From our Winter 2020 e-newsletter

Oregon has a new pregnancy accommodation law. These types of accommodation requirements should be pretty familiar to employers because the ADA and Oregon law already requires that we accommodate certain employees with disabilities. However, the new law now automatically extends these requirements to pregnant women who are not otherwise covered under the ADA (because pregnancy was not automatically considered a “disability” under those laws). The new law also requires that you enter into the ADA “interactive process” with a pregnant employee-which is simply a requirement that you must sit down with the employee and ask her what you can do to help her accomplish her essential duties-and then listen and decide.

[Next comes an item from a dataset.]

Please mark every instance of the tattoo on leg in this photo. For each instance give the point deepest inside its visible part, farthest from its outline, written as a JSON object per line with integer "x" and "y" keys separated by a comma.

Effective January 1, if you have six or more employees (either full or part time), you must provide reasonable accommodations to employees and applicants who have some limitations related to pregnancy, unless doing so would impose an undue hardship on the employer. These types of reasonable accommodations can include, but are not limited to:

  • Acquisition or modification of equipment or devices;
  • More frequent or longer break periods or periodic rest;
  • Assistance with manual labor; or
  • Modification of work schedules or job assignments.

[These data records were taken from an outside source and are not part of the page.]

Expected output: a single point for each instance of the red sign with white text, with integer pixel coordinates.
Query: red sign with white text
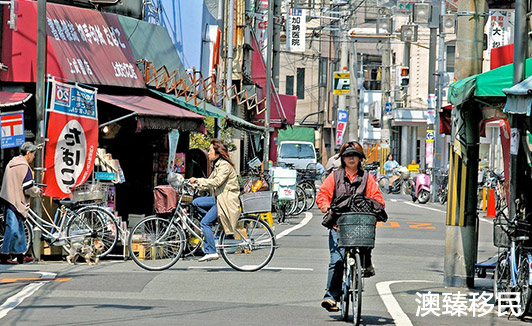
(72, 139)
(83, 45)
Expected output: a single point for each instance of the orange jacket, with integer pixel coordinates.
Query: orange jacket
(324, 196)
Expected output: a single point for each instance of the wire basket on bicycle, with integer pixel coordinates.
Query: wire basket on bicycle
(90, 192)
(356, 230)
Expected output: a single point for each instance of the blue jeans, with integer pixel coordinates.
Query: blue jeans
(14, 237)
(336, 268)
(207, 207)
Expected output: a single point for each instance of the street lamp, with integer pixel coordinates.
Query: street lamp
(422, 13)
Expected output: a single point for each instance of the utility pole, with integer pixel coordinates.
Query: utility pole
(229, 68)
(520, 51)
(266, 149)
(276, 42)
(462, 219)
(40, 106)
(439, 98)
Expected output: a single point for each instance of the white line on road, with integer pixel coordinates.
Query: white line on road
(308, 217)
(393, 307)
(425, 207)
(270, 268)
(13, 301)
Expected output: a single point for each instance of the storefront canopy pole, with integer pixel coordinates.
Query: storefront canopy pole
(118, 119)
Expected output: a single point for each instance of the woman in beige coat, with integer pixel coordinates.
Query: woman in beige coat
(223, 202)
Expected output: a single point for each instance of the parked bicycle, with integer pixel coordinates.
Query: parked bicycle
(513, 271)
(157, 242)
(68, 226)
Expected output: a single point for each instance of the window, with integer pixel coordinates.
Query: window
(300, 83)
(289, 88)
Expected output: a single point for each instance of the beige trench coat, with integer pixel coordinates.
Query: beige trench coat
(223, 185)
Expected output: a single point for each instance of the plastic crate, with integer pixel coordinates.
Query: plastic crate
(356, 230)
(256, 202)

Employers do not have to provide reasonable accommodations if doing so would impose an undue hardship or if it would entail the employee not performing the essential functions of the job. Tread carefully regarding this determination, however, for it is not easy for an accommodation to qualify as an “undue hardship.” To qualify, the requested accommodation must require significant or substantial difficulty or expense. Some of the factors to consider when determining if an undue hardship exists are: the cost, your financial resources, your number of employees, the impact on operations, and the nature of the services you provide.

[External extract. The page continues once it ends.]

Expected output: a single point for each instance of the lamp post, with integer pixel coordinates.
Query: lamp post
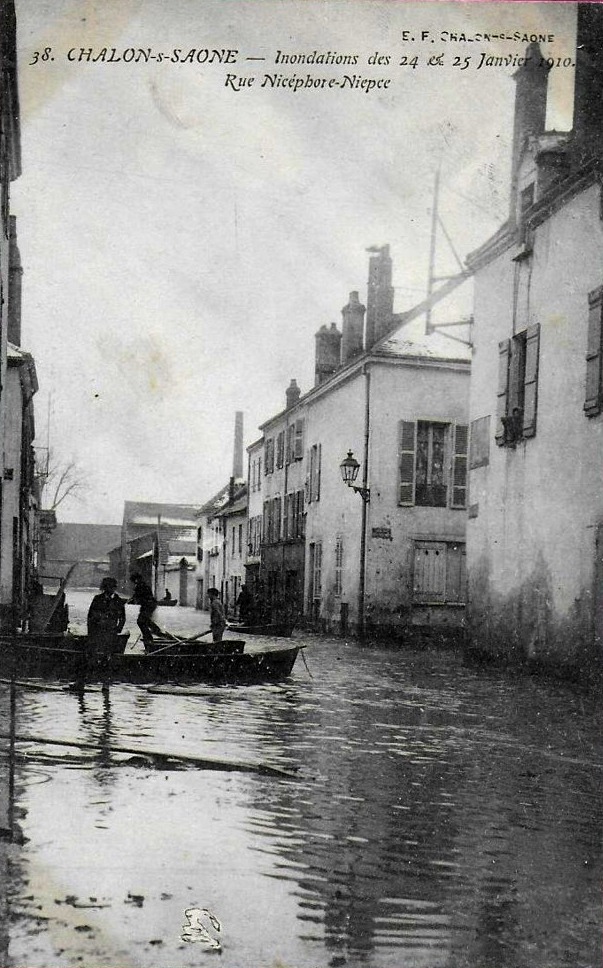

It’s important to note that this new law also prohibits employers from being overprotective, such as imposing unnecessary accommodations or requiring a pregnant employee to take leave when other reasonable accommodations are available (such as rest breaks or a special chair/workspace).

Employers must also provide written notification of the Employer Accommodation for Pregnancy Act to new hires at the time of hire, within 180 days of the Act’s effective date (i.e., by June 29, 2020) to all existing employees, and within 10 days to an employee who has informed her employer of a pregnancy. Employers must also post signs on their premises informing their employees of the protections under the Act.